Теперь на глазах Таквер стали ясно видны слезы. Шевек обнял ее за плечи. Оба они все еще были взвинчены, напряжены. Садик секунду смотрела спокойным, внимательным взглядом, как они стоят, обнявшись, а потом снова стала разглядывать «Занятие Необитаемого Пространства».
Когда по вечерам Шевек и Таквер оставались одни, они часто разговаривали о Садик. У Таквер не было близких друзей, поэтому она была немного слишком поглощена дочерью, и материнское честолюбие и материнские тревоги часто брали верх над ее сильным здравым смыслом. Это было ей не свойственно; ни конкуренция, ни излишнее стремление защитить не были сильными побуждениями в жизни анаррести. Присутствие Шевека давало ей возможность выговориться и тем избавиться от своих тревог. В первые вечера говорила в основном она, а он слушал, как слушал бы музыку или журчание ручья, не пытаясь отвечать. Последние четыре года он мало разговаривал; он отвык вести разговор. Таквер освободила его от этого молчания, как раньше, как всегда. Потом он стал говорить больше, чем она, но только если она отвечала.
— Ты помнишь Тирина? — спросил он однажды ночью. Было холодно; наступила зима, и в комнате — самой дальней от топки барака — даже при широко открытой заслонке никогда не бывало особенно тепло. Шевек надел очень старую, застиранную рубашку, чтобы не застудить грудь, потому что любил сидеть в постели. Таквер, на которой ничего не было надето, до ушей укрылась одеялом.
— Что стало с оранжевым одеялом? — спросила она.
— Ишь, собственница! Я его оставил.
— Завистнице? Как грустно. Я не собственница. Я просто сентиментальная. Это было первое одеяло, под которым мы спали.

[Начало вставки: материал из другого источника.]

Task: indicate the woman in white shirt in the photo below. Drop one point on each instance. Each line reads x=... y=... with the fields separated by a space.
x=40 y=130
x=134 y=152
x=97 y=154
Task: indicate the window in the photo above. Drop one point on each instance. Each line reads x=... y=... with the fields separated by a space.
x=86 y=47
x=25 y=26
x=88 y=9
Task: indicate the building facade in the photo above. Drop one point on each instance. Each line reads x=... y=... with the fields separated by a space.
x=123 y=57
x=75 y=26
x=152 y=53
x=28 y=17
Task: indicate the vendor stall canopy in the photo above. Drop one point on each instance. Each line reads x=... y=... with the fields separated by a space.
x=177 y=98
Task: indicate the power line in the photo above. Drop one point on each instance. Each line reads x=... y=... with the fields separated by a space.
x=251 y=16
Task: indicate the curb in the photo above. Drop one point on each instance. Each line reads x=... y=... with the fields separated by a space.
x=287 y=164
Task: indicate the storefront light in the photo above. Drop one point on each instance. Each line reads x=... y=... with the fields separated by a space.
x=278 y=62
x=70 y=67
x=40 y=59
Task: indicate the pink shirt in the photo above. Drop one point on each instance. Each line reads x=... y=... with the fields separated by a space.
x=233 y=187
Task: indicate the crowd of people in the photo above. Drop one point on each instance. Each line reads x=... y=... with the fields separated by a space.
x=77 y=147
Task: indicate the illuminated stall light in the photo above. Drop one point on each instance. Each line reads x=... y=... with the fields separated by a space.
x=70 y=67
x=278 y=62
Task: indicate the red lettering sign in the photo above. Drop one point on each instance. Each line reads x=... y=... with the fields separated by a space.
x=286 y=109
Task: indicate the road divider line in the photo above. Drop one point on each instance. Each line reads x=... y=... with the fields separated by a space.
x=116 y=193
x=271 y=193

— Нет, не первое. Каким-то мы, наверно, укрывались в Нэ-Тэра.
— Если и укрывались, я этого не помню, — засмеялась Таквер. — О ком ты спрашивал?
— О Тирине.
— Не помню.
— В Региональном Институте. Смуглый такой, курносый парень…
— Ах, Тирин! Ну, конечно. А я думала про Аббенай.
— Я его видел на Юго-Западе.
— Ты видел Тирина? И как он?
Шевек некоторое время молчал, водя пальцем по узору одеяла.
— Помнишь, что нам рассказывал о нем Бедап?